Zeynep Fadillioglu était surtout connue pour avoir réalisé la décoration intérieure de restaurants chics et branchés à Istanbul et à Londres. Cette designer turque de 53 ans exerce désormais ses talents artistiques dans la construction… d’une mosquée.
Situé sur la rive asiatique de la mégapole turque, l’édifice a été commandé par une riche famille turco-saoudienne. « J’ai pleuré quand le projet m’a été proposé, raconte-t-elle. A ma connaissance, jamais une telle tâche n’avait été confiée à une femme auparavant. »

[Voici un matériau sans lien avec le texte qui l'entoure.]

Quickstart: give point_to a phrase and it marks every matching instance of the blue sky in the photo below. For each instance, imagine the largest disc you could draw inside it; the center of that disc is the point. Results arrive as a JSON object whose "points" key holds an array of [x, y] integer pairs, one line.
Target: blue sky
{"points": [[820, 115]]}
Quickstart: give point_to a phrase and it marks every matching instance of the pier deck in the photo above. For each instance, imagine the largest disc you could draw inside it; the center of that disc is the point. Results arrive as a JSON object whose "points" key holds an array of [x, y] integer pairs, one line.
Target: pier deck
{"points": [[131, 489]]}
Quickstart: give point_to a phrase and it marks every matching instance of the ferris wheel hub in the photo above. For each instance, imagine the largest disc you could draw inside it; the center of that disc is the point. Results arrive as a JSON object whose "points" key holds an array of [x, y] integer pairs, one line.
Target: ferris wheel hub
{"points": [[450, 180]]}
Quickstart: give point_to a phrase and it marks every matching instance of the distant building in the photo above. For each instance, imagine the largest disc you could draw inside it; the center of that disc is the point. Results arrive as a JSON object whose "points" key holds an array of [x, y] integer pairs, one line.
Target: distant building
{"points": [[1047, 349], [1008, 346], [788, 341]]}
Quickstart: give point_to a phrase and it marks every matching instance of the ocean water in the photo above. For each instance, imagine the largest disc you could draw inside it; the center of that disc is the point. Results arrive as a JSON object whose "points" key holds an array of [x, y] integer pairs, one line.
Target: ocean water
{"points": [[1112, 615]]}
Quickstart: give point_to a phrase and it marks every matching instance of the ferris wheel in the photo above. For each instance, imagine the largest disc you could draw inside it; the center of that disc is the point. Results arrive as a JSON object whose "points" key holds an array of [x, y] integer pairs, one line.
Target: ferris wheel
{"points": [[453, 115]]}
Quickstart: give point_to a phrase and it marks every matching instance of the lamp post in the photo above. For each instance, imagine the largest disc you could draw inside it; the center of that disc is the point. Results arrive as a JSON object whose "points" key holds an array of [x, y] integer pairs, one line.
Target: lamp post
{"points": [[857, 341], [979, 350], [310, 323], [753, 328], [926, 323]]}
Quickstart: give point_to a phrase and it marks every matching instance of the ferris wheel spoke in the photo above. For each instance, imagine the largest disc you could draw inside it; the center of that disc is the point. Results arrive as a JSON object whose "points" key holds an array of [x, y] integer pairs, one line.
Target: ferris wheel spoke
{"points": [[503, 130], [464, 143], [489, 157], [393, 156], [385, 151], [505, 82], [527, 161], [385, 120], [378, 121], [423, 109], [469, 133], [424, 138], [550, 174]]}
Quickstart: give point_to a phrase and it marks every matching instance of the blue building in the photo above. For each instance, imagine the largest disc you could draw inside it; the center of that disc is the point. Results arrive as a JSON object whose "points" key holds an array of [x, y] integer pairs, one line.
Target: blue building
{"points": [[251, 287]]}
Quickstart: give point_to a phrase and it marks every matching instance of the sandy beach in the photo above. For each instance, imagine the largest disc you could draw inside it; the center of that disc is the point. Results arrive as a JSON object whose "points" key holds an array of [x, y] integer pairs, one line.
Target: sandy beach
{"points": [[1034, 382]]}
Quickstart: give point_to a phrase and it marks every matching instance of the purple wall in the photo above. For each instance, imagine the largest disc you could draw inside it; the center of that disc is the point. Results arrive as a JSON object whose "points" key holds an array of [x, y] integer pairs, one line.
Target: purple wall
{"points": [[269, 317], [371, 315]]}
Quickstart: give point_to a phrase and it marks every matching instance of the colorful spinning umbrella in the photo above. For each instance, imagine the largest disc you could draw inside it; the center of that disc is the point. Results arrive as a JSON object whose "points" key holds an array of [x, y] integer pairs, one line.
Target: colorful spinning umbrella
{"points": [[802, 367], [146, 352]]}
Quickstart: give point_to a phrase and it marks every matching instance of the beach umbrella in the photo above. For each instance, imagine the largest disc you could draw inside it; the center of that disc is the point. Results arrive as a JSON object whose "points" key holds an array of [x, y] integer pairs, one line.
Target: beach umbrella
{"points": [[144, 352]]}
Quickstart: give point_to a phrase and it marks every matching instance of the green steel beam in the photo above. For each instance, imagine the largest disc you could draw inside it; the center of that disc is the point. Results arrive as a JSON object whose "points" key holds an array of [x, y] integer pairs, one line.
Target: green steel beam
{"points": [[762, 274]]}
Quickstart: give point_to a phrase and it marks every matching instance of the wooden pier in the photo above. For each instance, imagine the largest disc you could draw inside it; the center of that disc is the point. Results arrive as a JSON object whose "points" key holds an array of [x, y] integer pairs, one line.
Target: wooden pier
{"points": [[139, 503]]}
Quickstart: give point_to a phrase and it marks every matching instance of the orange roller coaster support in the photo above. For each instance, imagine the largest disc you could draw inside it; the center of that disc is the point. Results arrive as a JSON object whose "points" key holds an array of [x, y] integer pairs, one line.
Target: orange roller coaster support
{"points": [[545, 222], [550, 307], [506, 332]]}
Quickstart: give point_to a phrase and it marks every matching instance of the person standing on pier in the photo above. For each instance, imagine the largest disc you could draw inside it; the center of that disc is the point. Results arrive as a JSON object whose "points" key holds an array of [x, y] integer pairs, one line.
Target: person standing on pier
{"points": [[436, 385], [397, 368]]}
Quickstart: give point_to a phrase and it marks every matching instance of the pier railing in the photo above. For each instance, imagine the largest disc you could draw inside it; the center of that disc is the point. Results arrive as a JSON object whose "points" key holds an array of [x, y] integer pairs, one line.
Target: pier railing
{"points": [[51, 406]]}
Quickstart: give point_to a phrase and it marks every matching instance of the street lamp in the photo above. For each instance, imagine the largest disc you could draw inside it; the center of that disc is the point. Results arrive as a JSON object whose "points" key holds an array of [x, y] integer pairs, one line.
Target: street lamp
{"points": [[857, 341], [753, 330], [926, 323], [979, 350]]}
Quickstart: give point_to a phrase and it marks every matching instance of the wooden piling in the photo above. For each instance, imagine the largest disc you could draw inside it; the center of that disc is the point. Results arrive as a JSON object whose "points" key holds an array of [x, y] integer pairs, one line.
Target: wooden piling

A la tête d’une équipe d’architectes, « essentiellement féminine », Zeynep Fadillioglu a conçu une mosquée lumineuse et douce, une synthèse d’avant-garde et d’art traditionnel. Le dôme en aluminium a été réalisé par le designer britannique William Pye. Dans la cour, les minarets se reflètent dans le miroir de la fontaine aux ablutions. Dans la salle, les murs en verre ouvrent sur le monde extérieur. Des écritures stylisées, reprenant le rythme des versets coraniques, ondulent le long des parois. Tel un écrin, ces volutes dorées envelopperont les fidèles.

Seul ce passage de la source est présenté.